Trying to compare density of Black Holes and Neutron Stars I came up with the following:
A typical neutron star has a mass between about 1.4 and 3.2 solar masses1[3] (see Chandrasekhar Limit), with a corresponding radius of about 12 km. (...) Neutron stars have overall densities of 3.7×10^17 to 5.9×10^17 kg/m^3 [1]
and
You can use the Schwarzschild radius to calculate the "density" of the black hole - i.e., the mass divided by the volume enclosed within the Schwarzschild radius. This is roughly equal to (1.8x10^16 g/cm^3) x (Msun / M)^2 (...)
The value of the Schwarzschild radius works out to be about (3x10^5 cm) x (M / Msun) [2]

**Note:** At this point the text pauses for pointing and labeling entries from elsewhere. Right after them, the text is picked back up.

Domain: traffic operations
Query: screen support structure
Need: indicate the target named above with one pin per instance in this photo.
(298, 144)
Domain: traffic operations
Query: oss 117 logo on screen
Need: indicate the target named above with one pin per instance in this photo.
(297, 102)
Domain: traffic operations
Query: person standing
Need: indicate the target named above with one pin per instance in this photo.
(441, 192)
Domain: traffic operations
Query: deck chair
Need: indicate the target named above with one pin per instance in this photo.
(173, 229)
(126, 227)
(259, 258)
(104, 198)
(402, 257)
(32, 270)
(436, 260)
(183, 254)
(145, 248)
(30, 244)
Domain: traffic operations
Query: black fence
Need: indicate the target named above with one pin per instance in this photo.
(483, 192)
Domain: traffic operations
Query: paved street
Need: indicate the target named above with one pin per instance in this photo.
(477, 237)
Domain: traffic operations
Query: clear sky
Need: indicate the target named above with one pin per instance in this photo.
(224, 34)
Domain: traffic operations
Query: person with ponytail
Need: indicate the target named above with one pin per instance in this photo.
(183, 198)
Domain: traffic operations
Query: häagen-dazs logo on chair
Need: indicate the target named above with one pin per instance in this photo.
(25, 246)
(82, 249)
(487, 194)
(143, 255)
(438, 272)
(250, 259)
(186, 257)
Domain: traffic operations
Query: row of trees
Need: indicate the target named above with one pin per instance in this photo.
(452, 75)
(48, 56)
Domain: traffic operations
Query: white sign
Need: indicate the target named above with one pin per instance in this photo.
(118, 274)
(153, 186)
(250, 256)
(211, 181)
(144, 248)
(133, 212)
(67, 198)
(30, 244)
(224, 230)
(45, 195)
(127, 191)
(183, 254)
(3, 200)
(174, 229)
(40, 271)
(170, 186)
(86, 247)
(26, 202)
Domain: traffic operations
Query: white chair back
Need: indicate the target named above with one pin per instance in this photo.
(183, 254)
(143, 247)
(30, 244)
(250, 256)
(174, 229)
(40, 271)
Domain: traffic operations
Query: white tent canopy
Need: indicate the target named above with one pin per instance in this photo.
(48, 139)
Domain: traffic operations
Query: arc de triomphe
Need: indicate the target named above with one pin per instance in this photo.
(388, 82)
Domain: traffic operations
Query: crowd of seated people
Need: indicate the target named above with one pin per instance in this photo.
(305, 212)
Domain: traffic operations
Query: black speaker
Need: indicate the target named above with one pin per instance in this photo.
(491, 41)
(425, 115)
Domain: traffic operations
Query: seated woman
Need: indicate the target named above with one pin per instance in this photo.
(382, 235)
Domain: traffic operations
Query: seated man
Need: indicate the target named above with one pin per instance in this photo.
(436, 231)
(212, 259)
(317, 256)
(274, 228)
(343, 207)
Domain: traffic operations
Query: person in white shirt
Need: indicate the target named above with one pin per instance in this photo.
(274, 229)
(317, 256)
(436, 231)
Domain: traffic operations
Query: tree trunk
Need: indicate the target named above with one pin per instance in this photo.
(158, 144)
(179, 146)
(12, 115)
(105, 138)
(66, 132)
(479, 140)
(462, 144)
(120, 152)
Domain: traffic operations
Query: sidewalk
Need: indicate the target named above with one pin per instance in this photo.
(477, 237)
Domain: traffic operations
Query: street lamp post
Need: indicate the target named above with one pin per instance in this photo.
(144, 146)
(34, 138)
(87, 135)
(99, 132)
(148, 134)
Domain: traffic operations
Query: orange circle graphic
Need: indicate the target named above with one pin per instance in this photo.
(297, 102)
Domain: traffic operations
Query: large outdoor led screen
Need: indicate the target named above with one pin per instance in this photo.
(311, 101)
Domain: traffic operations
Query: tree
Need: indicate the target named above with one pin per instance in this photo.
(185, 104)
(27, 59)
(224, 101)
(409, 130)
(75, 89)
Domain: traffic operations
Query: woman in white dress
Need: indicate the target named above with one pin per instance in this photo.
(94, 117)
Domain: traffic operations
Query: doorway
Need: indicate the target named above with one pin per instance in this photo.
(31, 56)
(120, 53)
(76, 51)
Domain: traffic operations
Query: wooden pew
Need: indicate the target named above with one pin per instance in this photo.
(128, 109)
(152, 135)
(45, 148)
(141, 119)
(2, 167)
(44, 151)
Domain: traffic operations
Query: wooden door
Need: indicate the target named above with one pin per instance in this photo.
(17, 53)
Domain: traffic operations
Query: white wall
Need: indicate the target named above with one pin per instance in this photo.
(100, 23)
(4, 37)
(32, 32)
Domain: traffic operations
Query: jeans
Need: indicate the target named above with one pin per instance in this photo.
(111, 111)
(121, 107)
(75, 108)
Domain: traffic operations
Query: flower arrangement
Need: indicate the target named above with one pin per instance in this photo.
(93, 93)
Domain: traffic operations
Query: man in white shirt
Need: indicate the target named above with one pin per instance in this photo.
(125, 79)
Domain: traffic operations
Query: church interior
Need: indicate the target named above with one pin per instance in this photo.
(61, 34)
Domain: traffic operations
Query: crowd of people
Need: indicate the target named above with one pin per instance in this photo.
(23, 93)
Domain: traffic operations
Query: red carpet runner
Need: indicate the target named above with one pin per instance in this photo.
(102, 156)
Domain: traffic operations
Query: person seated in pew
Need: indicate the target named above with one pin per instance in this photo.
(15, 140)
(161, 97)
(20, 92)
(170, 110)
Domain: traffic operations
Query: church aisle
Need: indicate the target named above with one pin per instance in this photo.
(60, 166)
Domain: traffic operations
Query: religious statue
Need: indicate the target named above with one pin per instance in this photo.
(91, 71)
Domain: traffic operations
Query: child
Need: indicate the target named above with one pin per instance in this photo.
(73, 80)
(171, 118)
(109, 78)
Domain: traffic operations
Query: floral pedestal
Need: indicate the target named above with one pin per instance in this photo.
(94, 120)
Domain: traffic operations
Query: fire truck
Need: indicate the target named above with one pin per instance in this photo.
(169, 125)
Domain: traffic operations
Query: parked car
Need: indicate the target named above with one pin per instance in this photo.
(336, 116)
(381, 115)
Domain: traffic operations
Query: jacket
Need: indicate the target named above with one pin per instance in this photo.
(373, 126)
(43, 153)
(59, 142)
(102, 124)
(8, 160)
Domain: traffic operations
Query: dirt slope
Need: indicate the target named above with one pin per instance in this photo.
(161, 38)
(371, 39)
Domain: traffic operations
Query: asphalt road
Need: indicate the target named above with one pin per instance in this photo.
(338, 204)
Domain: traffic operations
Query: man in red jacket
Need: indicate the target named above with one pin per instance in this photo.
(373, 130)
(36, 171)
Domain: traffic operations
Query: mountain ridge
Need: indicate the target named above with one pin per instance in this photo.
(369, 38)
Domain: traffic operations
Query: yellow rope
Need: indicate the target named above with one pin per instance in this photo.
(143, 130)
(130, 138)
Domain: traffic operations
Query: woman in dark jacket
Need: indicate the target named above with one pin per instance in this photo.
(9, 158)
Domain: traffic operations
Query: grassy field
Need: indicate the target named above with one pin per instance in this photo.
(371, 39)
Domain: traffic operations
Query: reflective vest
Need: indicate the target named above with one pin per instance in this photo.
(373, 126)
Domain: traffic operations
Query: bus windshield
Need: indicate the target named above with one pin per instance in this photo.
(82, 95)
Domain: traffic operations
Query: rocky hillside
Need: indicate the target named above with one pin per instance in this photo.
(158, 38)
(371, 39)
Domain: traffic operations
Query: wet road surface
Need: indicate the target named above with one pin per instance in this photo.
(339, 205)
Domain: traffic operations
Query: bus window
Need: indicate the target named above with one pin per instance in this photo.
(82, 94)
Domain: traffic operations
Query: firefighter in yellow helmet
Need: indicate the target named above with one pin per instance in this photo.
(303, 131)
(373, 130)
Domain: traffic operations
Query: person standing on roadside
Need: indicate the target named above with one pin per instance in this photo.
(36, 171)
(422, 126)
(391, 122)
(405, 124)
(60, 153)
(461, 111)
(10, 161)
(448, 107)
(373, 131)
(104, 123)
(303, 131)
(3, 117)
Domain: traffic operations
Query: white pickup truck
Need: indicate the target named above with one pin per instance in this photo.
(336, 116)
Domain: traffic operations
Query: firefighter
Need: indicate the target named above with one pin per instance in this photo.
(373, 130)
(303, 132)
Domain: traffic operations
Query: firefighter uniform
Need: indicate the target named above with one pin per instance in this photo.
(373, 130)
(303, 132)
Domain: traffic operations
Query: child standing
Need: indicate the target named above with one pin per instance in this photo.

Let's take a neutron star from the top of the spectrum (3.2 Msun) and same mass black hole.
Converting units:
- Neutron star: 5.9×10^17 kg/m^3 = 5.9 × 10^14 g/cm^3
- Black hole: 1.8x10^16 g/cm^3 x (1/5.9)^2 = 5.2 x10^14 g/cm^3
The radius of the black hole would be (3x10^5 cm) x ( 5.2 ) = 15.6km
The 3.2Msun Neutron Star of this density would have volume of 1.08 x 10^13 m^3 which gives radius of 13.7 kilometers
According to Shell Theorem, spherical objects' gravity field strength at given distance is the same for spheres as for point masses so at the same distance from center of same mass (point - black hole, sphere - neutron star) the gravity will be the same.
That would put the surface of the neutron star below the surface of event horizon of equivalent black hole. Yet I never heard about even horizon of neutron stars.
Either I made a mistake in my calculations (and if I did, could you point it out?) or... well, why?